I also asked a few users how they felt about Venmo as a social app:

User response: “Didn’t want to meddle into affairs of people’s money.
Usually money is not really a good topic to talk about. Sees it as a payment app, not a social network. However this made money transferring more casual, compared to handing cash and doing online payment transfer with high levels of online security.”

I decided to solve Pain point 2 — Searching for a friend to pay/request money,
because finding and adding a friend is crucial in order to achieve Venmo’s company goals for it to be a social app in the long term.

Problem chosen:
Pain point 2 — Searching for a friend to pay/request money

Accuracy of sending money was brought up as a pain point for users who were unsure if they have gotten the right account to pay to. They wanted to be assured if they have paid the right friend.

Part 3 — Solutions:

Primary Solution:
Finding friends/users nearby with location services technology

Secondary Solution:
Friend is able to tap an emoji to show the sender that the money is received.
(This secondary solution is to solve the accuracy part where a friend can be sure that they paid the right person.)

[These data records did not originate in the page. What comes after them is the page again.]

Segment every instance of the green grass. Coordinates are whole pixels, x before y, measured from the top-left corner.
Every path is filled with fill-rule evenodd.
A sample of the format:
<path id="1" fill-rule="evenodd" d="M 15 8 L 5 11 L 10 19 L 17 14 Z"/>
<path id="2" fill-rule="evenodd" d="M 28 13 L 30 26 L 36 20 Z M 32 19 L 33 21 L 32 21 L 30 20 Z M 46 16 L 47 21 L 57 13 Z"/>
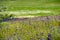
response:
<path id="1" fill-rule="evenodd" d="M 47 40 L 47 36 L 51 33 L 51 40 L 60 40 L 58 28 L 59 21 L 55 18 L 47 22 L 47 19 L 41 21 L 39 18 L 36 21 L 32 19 L 24 21 L 2 22 L 2 29 L 0 30 L 0 39 L 7 40 L 10 37 L 11 40 Z M 51 27 L 53 29 L 51 29 Z M 42 34 L 43 33 L 43 34 Z M 15 36 L 14 36 L 15 34 Z M 58 37 L 58 38 L 57 38 Z M 7 38 L 7 39 L 6 39 Z"/>

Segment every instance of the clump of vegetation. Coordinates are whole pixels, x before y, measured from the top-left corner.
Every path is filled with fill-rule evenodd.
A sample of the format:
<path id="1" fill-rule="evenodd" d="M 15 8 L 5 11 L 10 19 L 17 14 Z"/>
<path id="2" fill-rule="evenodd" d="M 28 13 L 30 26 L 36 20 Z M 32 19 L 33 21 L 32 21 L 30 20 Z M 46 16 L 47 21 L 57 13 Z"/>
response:
<path id="1" fill-rule="evenodd" d="M 6 20 L 11 19 L 11 18 L 13 18 L 13 14 L 10 14 L 10 15 L 8 15 L 8 14 L 0 14 L 0 22 L 1 21 L 6 21 Z"/>

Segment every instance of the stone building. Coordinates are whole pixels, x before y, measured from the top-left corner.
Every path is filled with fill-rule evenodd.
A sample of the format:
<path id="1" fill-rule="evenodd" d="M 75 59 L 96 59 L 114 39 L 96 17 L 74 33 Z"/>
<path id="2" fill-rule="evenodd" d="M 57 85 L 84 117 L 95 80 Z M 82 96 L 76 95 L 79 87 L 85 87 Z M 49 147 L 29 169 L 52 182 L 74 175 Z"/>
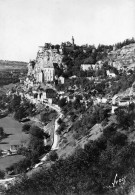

A.Finding friends/users nearby with location services technology

I looked at WeChat’s App and they had a fun “Shake” and an easy “People Nearby” Feature. Below are the examples and screenshots.

WeChat Find Friends Feature: Shaking
WeChat Find Friends Feature: Find Friends Nearby

I interviewed a few friends who are venmo users and asked where would they expect the “Find People Nearby” feature to be. They said it would tap the menu button > Search people > Tap around the top half of the screen.

(Sorry! i would make this screen on the left smaller if i could but I have no idea how to do so on Medium.)

Part 4 — Design Solution

Primary Solution: Finding friends/users nearby with location services technology

Venmo’s suggested feature to find people nearby

Instead of the shaking feature, which would definitely be a fun add-on, a “Find People Nearby” seems like an easier to implement / basic solution to solve the pain point where it is hard to find friends.

Secondary Solution: Acknowledging Payment from Friends

Testing two different ways to show that the payment is acknowledged

Using two simple mock-ups and asking users which one effectively conveys to users that the payment has been acknowledged. The one on the left was preferred by users. It is also more consistent with the notifications and stayed true to Venmo’s design branding and style. The one on the right may seem more social but out of place for Venmo.

Long Term Suggested Features — Venmo as a social app in the long term

A possible reason why Venmo had high adoption rates with millennials in 2017 was because it was a social and casual payment app. Below are a few solutions to drive Venmo in the direction of a social app in the future.

A. Social Events
(For example: Friends can send each other Birthdays, Gift vouchers, Starbucks credits, Cheesecake Factory Gift Card)

B. Charity
(For example, for my birthday i’ll be donating to animal shelter a dollar every $2 my friend donates.)

Sending Birthday gift cards to friends through Venmo
PayLah — Singapore’s Venmo as a good example of a social app sending E-AngBao (Chinese New Year Tradition)

Reflections

The People Problem Format was super useful in anchoring what exactly am i solving. As i was thinking of solutions i got excited very quickly about fun solutions that might be worth exploring, but reading the PPF grounded me in solving the problems at hand first, and shelving the other solutions as long term solutions.

Something I’d love to understand is how a company decides if this feature is worth shipping. Is there a cost-benefit analysis going on, if so how is it done and who is it decided by? For example, the “Find people nearby” feature sounds easy to implement and seems like a crucial feature to have for a social payment app like Venmo, and someone in the company must have brought it up, yet the decision is to not implement. I wonder why.